P: Com restrições aos vistos no setor tecnológico nos Estados Unidos, Donald Trump mantém a pressão sobre os imigrantes. Isso é uma ameaça para a economia dos EUA?
R: Continuar atraindo pessoas altamente qualificadas, dos Estados Unidos ou de todo o mundo, é uma vantagem crucial para a economia dos Estados Unidos, e isso será intensificado com o avanço da inteligência artificial, já que existe fundamentalmente uma escassez significativa de mão de obra no setor tecnológico.
Os Estados Unidos e a Alemanha são os dois países da OCDE que experimentam as maiores carências de mão de obra nesses setores.
Evidentemente, já há um menor crescimento da força de trabalho, o que obviamente terá um impacto no PIB. Não incorporamos em nossas previsões as mudanças mais recentes que ocorreram há apenas dois ou três dias.
P: O debate aumenta na Europa sobre uma tributação para grandes fortunas. É uma solução viável para restaurar as finanças públicas?

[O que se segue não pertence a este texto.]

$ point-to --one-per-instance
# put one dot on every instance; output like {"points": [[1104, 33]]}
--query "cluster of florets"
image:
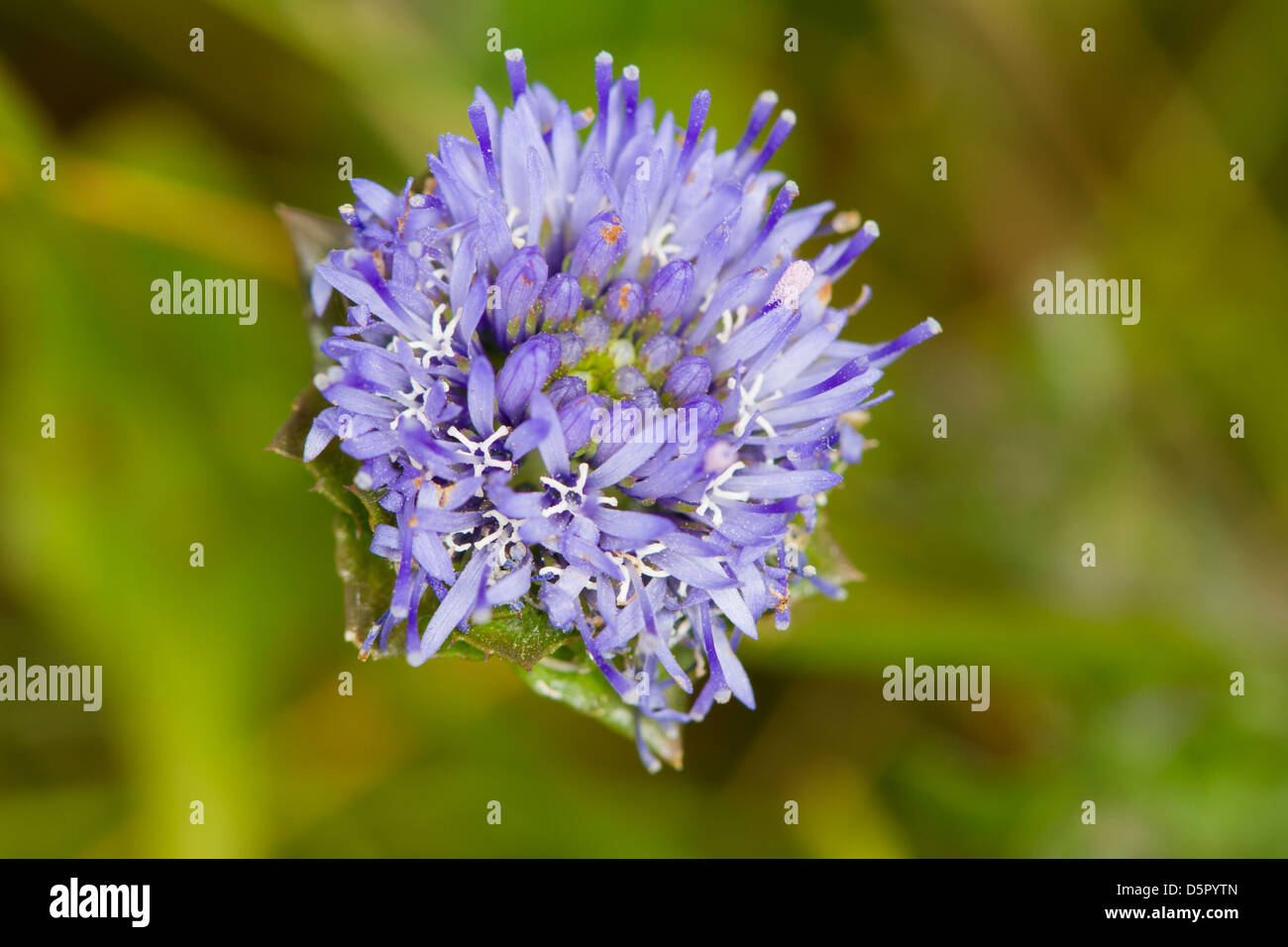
{"points": [[585, 372]]}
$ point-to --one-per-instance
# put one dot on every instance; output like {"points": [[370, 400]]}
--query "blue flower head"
{"points": [[587, 373]]}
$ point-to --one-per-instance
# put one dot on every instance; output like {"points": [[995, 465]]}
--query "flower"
{"points": [[587, 373]]}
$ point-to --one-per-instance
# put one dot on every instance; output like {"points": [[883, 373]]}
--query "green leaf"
{"points": [[313, 237], [369, 585], [522, 638], [579, 684]]}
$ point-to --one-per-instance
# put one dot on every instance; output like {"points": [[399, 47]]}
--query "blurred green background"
{"points": [[1109, 684]]}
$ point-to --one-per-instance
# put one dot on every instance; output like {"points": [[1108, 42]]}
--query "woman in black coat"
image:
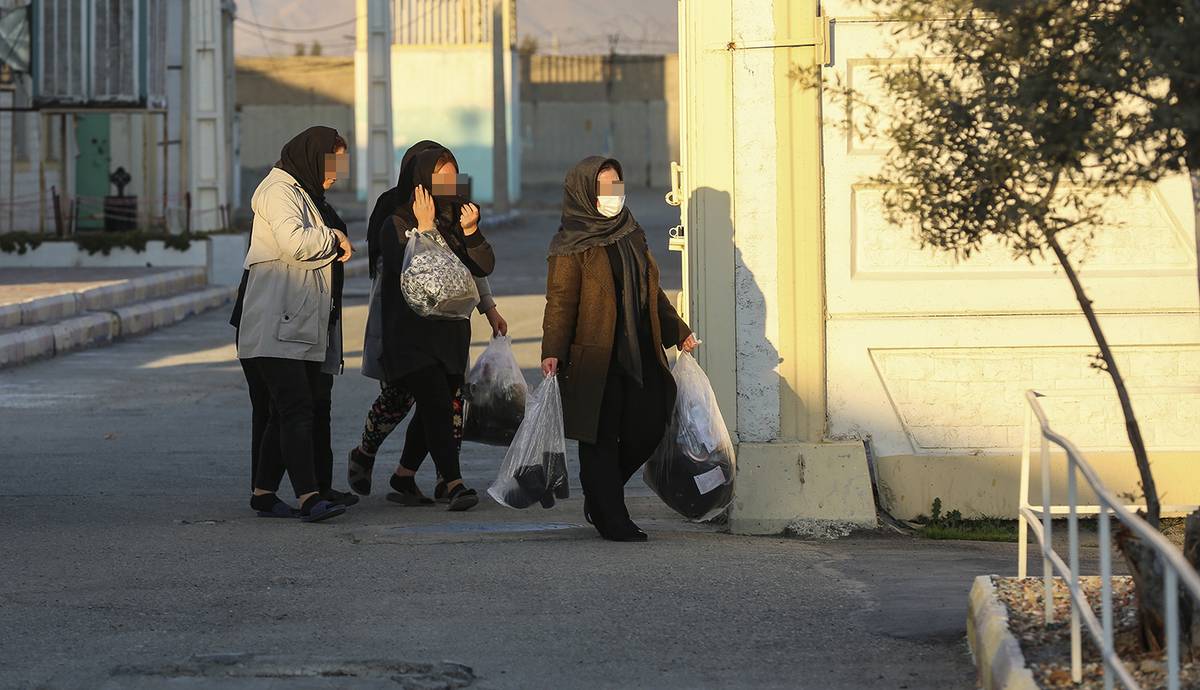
{"points": [[424, 357]]}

R: Mais importante do que falar de um imposto específico é determinar que tipo de política pode ser implementada em termos fiscais e de corte de despesas para alcançar um nível de dívida mais baixo.
Segundo a OCDE, a maneira adequada [de realizar economias] é garantir que sejam feitos todos os esforços para reduzir a dívida. Alguns países acreditam que isso deve ser por meio do IVA, outros pelo imposto de renda. Outros consideram outros impostos, ou um corte nos gastos. Há muitas maneiras de fazer isso.
Se a Europa é mais regulada do que outras regiões do mundo, se a Europa oferece um ambiente de negócios menos favorável, se a Europa impõe impostos mais altos... Isso significa que os empresários, em vez de investir na Europa, irão para outros lugares. É por isso que insisto na necessidade de realizar reformas.